Why I think we should not use confirmation bias on machine learning yet

Confirmation bias is when we select certain facts/information, as so we can arrive to a conclusion. This is natural to us, and may have been the result of our evolution. It saves us from thinking. For some people, handling even two contraditory ideas can be overwhelming. Then I brain may have evolved to make it easier for us: once you pick a side, the brain will automatically convince you that those facts on your favor are better, and against are wrong. This cognitive bias is widely studied, and the most famous one amogst the several cognitive biases found.

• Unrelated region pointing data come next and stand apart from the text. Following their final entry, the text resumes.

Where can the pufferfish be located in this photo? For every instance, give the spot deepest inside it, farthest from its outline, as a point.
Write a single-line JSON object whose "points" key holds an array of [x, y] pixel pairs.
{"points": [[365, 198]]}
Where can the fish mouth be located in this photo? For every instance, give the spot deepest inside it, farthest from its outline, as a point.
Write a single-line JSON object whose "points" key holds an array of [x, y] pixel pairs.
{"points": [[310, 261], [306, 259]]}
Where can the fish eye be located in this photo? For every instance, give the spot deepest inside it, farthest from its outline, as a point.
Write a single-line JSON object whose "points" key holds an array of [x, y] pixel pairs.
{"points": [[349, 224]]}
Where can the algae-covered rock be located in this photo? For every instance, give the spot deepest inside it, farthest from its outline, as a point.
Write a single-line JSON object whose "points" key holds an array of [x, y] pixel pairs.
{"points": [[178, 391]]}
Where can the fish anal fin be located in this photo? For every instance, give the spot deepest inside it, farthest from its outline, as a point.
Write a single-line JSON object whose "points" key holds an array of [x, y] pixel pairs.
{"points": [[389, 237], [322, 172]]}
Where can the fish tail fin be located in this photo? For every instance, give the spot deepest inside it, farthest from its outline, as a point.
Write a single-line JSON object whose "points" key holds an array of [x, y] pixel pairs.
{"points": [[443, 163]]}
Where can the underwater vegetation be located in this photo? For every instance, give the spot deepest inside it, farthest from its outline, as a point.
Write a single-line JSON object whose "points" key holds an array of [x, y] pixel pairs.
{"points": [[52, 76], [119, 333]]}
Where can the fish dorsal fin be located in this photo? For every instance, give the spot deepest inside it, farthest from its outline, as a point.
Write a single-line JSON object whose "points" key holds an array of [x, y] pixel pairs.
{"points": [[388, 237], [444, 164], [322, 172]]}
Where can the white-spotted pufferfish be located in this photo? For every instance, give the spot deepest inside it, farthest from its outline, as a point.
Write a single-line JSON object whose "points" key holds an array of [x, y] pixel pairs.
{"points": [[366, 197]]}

The first time it occurred to me the topic was as I was preparing for a paper I was writing.

“If we make an analogy to human: gpt-3.5-turbo-1106 on this case specifically did not fall into confirmation bias. It seems based on observations during the last conversation using gpt-4–1106-preview: their GPT 4 model seems to be less likely to fall into confirmation bias, as we use it here (the model uses SnakeFace mistakes to confirm their initial guess).” SnakeFace

I believe is not the case to use confirmation bias yet on Large Language Model, even though the phenomenon can be alike. It is not new those usage. We call probability the number released from those models, even though it is not a probability on the statistical sense. It causes misinterpretations, which I have seen. Probability is a well-defined term, with theories and rigorous proofs.

In my paper it is said:

Making an analogy to human psychology: here their algorithm felt into confirmation bias.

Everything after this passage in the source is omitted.